IMO, the idea of injecting faults through a circuit breaker is brilliant. Not every organization has adopted chaos engineering yet, but this could be a first step towards that, at least on the application level.

I agree this is a great intermediate step between using Toxiproxy in CI and full blown chaos engineering in production which might make the transition to the latter a touch easier.

One thing to note is that in our setup, we instrument semian quite a bit. How many times the circuit breaker has tripped and for how long are two (big) things that we're interested in watching as that gives us an insight into underlying health of the systems we are relying on and allows us to focus on particular subsystems should impacting trends emerge. If this was rolled in, we'd definitely need a way to flag the "blown fuse" as intentional and differentiate that to the real issues that have triggered the circuit breaker.

The biggest concern would probably be development environment vs production: do we inject faults when it's running locally or on CI? If yes, how do we prevent test flakiness?

Personally, I would advocate to restricting this to production as I think rolling this into the CI pipeline would cause quite a bit of frustration and developer pain. Instead, rely on Toxiproxy to test understood failure points in CI and then the blown fuse semian functionality in production. You could use these two in conjunction where new cases that are found in production could be ported to Toxiproxy CI tests.

If having this functionality in CI was a must have, an alternative would be to break it out into it's own pipeline that is not on the developer path to production but still sets off warning lights with unhandled failures. This pipeline could be built to expect failure and perhaps allow N random blown fuses before it disables the functionality and allows the run to complete aiming for a 100% green test rate at the end.
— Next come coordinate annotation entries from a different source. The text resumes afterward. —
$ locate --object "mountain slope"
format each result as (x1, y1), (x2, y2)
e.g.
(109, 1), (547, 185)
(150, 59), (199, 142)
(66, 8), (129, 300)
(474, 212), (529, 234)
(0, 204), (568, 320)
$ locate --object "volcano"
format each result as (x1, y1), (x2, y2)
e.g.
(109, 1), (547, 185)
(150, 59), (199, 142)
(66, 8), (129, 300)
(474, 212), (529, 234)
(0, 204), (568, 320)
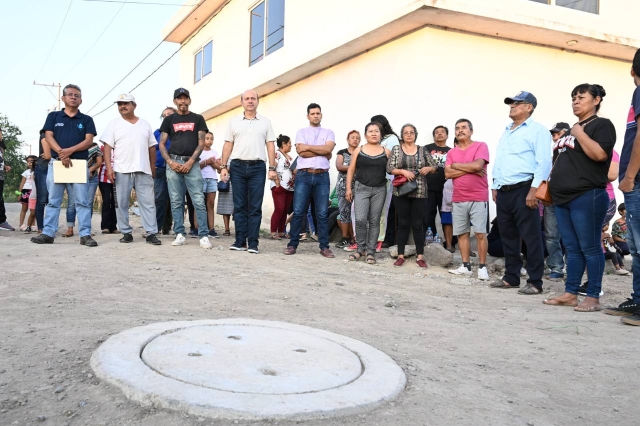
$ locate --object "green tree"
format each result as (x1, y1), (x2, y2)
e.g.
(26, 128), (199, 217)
(0, 114), (27, 203)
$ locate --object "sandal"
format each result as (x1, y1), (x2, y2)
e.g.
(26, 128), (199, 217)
(573, 304), (602, 312)
(542, 299), (578, 307)
(349, 251), (363, 261)
(518, 283), (542, 296)
(489, 280), (520, 288)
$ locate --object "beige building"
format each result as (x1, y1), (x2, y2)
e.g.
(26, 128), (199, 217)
(164, 0), (640, 222)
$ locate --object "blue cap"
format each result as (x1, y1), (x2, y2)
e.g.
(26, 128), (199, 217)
(504, 92), (538, 108)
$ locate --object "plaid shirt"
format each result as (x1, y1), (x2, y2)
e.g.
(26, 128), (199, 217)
(387, 145), (438, 198)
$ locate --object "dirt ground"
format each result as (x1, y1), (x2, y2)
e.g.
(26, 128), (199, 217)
(0, 204), (640, 426)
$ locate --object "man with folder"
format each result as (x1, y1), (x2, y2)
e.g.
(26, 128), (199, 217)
(31, 84), (98, 247)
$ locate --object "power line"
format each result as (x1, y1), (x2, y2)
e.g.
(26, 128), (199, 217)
(82, 0), (195, 7)
(87, 0), (225, 117)
(60, 0), (127, 80)
(36, 0), (73, 78)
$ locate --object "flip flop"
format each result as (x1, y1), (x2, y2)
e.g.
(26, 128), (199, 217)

From conversations in Slack, I gather that one of the biggest painpoints of setting up Semian is coming up with the right configuration, which has to be done by hand.
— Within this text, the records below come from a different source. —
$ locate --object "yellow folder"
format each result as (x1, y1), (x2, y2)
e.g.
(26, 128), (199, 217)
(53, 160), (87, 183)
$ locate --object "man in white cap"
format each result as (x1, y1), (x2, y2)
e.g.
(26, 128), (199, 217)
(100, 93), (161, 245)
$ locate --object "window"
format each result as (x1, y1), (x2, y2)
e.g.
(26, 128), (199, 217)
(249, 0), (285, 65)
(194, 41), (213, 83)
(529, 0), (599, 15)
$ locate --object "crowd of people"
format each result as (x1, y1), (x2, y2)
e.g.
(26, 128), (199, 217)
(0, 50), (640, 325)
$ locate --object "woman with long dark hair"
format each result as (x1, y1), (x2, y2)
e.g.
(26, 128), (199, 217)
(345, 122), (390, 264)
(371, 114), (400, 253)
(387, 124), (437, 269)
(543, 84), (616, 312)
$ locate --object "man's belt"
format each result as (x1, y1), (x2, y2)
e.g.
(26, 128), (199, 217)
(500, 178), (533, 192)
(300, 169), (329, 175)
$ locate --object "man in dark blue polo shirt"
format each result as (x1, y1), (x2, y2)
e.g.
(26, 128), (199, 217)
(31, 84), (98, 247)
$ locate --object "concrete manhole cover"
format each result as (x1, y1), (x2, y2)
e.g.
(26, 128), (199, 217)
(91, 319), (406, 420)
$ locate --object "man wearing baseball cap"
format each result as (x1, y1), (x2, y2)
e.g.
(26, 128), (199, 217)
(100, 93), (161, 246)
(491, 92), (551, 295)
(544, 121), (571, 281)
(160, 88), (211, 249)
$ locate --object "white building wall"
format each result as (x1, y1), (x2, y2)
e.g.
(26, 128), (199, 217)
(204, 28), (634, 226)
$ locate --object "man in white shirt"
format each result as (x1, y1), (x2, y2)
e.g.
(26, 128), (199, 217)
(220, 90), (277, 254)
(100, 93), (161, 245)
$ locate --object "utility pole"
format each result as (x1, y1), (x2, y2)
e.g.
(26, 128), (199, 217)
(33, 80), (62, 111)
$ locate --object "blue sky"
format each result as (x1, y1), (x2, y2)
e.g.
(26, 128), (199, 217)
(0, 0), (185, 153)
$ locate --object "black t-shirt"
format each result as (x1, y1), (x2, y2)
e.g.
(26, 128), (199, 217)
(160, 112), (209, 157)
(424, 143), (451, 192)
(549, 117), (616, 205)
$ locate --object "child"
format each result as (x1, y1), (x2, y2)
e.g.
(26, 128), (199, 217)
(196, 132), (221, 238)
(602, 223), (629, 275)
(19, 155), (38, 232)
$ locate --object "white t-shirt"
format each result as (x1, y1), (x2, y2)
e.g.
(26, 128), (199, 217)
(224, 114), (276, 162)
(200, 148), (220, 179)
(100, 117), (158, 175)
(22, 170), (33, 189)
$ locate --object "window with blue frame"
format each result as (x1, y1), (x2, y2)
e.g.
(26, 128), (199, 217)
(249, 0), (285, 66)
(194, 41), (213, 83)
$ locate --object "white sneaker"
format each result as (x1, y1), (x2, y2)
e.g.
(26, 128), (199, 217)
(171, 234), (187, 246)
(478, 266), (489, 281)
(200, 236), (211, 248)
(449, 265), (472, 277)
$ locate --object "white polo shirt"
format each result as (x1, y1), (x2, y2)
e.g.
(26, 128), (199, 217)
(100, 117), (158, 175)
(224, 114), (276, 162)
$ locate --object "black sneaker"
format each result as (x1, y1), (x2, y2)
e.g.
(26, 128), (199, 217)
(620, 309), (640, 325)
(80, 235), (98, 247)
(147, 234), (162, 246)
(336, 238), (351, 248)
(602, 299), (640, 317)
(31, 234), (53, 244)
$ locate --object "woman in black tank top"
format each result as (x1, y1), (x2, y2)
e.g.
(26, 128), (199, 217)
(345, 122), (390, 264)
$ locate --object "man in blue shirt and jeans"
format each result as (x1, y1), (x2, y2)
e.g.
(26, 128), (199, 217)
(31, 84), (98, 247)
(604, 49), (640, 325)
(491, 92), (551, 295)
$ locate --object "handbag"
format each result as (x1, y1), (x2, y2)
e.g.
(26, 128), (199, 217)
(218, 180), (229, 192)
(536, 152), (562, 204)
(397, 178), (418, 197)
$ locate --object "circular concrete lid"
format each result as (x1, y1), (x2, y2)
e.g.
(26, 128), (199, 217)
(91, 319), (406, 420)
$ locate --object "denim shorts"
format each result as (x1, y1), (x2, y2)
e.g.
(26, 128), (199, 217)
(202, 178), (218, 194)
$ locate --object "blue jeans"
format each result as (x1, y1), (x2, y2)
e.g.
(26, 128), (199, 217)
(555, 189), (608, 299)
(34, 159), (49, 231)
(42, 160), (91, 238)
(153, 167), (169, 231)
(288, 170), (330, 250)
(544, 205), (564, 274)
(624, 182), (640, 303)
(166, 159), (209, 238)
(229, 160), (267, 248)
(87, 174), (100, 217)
Very interested to hear if there are (even hacky :P) scripts getting around that might aid in getting people up and running with this configuration to lower the barrier to entry.

jpittis commented 6 years ago

I've always thought that fault injection in production is chaos engineering, not "on an intermediate step".

Regularly injecting failure in production only has value if teams react to these failures by improving their jobs / workflows resilience.

I wonder if building a self serve "shitlist" would let teams first attempt to make their logic resilient to failure and then toggle their logic on the shitlist to turn on fault injection.

Once we had a shitlist, prod-eng could begin to enforce certain fault-injection rates around certain sections of the application.

I'm 100% down try this out and would be super excited to work on this over hack days.

IMO tests are not the right place to inject fault. Unless you're doing something like property testing, tests are better left deterministic.

jacobbednarz commented 6 years ago

You're right @jpittis - I've just done a poor job articulating that my intention with that comment was that I didn't not consider it chaos engineering; just that it wasn't a solution like Netflix's Chaos Monkey whereby containers or entire instances are randomly terminated. Having fault injection via a circuit breaker would be less of an impact since it's already a partial gate to another system.

sirupsen commented 6 years ago

This is similar to what we did back in 2014 for Resiliency, albeit through mocks, not the application library. However, it assumes that the circuits are perfectly implemented and that the client does the right thing always. I.e., you're testing the application logic, not the client driver—which is very likely to have bugs, e.g. ActiveRecord had several we found with only Toxiproxy. I've said before that those mocks covered up about as many bugs as they found. This is a bit different because we now have a nicer abstraction level to do it at than a mock—but the foundational thing stands, since you're not testing the client and we can't trust them.

We found enough bugs at that layer that circumventing the client is more pure—but I think Toxiproxy is more pragmatic.